Cette organisation non gouvernementale a indiqué que l’Algérie est confrontée à, entre autres défis, la « refonte du cadre institutionnel et l’amélioration de l’efficacité des marchés des biens et services ».
Mais deux nouveaux facteurs essentiels ont contribué au recul de l’Algérie dans le classement mondial de compétitivité économique des Etats. Il s’agit de la corruption qui gangrène l’économie et les institutions du pays, ainsi que la nouvelle donne sécuritaire qui exige aux entreprises des coûts importants à même de garantir la sécurité des installations et des personnes. « Les institutions publiques restent minées par la corruption et sont soumises à une indue influence et à une bureaucratie excessive », écrivent les experts du Forum économique mondial. En outre, les derniers évènements ayant affecté la sécurité des entreprises activant en Algérie, faisant allusion à l’attaque terroriste contre la plate-forme gazière de Tiguentourine (In Amenas), imposent, d’après les experts du World Economic Forum, « des coûts importants en matière de sécurité ». Selon les observations émanant dudit rapport, l’Algérie devrait consentir davantage d’efforts à même de développer les marchés financiers et permettre aux entreprises de devenir plus efficaces.
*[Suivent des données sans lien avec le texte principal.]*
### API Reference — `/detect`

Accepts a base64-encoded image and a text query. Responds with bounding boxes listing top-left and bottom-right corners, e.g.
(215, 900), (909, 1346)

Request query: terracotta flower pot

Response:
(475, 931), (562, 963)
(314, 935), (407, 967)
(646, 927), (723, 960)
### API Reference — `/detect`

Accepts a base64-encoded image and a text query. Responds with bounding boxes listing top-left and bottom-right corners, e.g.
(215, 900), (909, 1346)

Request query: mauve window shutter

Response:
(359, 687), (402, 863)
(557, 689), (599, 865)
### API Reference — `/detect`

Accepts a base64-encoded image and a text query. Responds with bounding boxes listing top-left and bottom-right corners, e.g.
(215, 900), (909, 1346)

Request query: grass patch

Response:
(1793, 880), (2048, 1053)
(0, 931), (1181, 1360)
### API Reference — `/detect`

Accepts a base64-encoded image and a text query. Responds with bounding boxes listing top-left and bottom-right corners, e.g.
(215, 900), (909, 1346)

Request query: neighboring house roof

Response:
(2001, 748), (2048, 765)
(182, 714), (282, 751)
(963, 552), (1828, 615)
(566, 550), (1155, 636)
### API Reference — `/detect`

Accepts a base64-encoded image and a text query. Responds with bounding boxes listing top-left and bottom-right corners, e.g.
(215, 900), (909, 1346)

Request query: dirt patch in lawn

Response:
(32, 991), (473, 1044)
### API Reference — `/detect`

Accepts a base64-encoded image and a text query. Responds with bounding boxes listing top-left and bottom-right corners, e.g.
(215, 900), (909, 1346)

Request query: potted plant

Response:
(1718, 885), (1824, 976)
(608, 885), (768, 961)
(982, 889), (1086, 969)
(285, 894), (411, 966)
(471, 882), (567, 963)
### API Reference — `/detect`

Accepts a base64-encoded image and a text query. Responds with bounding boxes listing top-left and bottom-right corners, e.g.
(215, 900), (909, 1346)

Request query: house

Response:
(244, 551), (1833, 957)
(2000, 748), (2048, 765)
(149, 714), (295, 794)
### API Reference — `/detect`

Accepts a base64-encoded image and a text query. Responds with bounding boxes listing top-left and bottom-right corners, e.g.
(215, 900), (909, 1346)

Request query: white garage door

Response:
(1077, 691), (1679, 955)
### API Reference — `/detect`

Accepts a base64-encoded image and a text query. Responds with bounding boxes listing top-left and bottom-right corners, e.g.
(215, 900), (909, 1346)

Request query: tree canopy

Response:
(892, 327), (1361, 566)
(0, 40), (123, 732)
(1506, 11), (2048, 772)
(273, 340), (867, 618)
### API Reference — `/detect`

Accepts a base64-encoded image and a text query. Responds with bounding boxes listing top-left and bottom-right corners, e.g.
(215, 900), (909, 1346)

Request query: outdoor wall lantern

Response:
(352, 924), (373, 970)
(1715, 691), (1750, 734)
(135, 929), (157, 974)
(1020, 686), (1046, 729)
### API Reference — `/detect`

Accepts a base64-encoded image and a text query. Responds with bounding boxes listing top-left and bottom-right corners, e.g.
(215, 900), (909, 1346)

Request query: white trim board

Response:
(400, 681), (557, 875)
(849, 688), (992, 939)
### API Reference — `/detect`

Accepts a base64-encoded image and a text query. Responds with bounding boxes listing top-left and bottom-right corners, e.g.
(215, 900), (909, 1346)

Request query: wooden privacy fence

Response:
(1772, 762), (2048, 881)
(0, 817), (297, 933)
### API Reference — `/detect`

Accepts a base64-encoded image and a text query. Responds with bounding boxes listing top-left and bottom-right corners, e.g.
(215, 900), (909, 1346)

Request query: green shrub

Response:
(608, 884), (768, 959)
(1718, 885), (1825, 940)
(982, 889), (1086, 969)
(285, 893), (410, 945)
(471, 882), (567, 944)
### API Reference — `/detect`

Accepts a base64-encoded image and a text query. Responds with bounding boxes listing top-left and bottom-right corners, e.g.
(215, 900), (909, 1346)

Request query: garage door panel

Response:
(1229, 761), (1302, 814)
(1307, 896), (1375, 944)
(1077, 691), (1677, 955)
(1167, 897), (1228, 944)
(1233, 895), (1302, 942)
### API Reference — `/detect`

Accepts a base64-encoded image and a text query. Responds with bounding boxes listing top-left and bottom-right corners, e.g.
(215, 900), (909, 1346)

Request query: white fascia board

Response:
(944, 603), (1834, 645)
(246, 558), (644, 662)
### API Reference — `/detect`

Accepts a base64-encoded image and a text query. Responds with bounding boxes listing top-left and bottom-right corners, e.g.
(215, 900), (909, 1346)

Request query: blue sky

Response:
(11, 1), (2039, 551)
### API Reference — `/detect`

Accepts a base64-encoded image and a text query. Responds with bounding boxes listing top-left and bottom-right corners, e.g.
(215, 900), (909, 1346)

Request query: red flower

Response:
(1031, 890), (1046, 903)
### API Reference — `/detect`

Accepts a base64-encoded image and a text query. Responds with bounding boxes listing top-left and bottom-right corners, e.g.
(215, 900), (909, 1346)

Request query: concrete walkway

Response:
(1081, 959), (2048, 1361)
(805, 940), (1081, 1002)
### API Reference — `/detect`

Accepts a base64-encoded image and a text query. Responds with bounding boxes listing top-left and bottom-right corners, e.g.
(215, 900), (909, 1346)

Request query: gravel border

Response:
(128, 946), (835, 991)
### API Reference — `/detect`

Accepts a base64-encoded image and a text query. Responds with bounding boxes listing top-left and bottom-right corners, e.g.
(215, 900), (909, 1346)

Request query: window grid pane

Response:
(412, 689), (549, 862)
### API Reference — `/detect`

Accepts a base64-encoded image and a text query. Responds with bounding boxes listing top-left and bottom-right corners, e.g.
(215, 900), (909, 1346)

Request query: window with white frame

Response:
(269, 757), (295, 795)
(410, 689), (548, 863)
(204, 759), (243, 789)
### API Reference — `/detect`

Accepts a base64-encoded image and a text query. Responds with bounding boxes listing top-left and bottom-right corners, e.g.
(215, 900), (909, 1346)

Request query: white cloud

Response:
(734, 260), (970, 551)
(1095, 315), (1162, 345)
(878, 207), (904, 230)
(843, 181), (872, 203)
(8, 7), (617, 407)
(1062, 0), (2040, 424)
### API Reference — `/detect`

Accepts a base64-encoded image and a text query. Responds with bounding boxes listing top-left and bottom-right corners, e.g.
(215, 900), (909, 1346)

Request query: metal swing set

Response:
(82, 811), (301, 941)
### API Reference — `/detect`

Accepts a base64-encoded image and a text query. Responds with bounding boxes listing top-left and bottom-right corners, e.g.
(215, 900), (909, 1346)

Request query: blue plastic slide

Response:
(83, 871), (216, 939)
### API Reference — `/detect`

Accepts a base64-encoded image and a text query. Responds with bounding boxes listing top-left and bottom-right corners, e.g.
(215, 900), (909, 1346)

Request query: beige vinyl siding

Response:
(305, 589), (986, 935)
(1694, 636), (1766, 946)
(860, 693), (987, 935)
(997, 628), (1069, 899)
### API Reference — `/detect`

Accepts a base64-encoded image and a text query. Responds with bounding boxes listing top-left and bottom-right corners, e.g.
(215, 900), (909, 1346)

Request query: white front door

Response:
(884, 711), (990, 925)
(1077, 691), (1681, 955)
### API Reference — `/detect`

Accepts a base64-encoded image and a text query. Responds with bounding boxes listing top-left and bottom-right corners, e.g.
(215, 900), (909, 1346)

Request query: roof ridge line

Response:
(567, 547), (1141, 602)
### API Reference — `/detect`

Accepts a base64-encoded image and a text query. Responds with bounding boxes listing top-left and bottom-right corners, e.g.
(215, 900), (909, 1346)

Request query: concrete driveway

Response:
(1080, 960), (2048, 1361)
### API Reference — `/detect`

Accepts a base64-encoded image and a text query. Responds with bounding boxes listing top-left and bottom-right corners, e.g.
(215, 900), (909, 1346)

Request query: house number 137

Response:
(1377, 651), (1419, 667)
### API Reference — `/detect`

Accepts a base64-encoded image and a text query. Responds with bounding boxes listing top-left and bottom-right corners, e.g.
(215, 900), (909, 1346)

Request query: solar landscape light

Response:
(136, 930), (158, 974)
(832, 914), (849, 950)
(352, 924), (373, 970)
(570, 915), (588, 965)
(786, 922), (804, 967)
« Certains services financiers ne sont pas disponibles, sinon coûteux. Le pays se classe 143e sur l’indicateur mesurant la solidité des banques », fera remarquer le rapport en question. Outre ces aspects, qui ne sont tout de même pas des moindres, World Economic Forum fait constater également que l’Algérie est parmi les rares pays qui ne sont pas encore membres de l’OMC, ce qui dégage l’image d’une économie peu ouverte. Néanmoins, le rapport en question ne manquera pas d’énumérer certains aspects positifs capables de placer l’Algérie sur une trajectoire de croissance.
« Bien que le pays fonctionne mal sur la plupart des aspects économiques, il dispose d’un bon nombre d’avantages qui soutiennent le potentiel de l’Algérie à l’avenir.

Tout d’abord, le pays dispose d’un cadre macroéconomique relativement stable, une dette publique en bonne santé et un taux d’épargne nationale avoisinant 50,1 % du PIB en 2011, des atouts qui pourraient potentiellement fournir des fonds pour l’investissement intérieur », lit-on dans le même rapport qui s’achève ainsi sur une note d’optimisme, à la condition que ces atouts soient bien utilisés.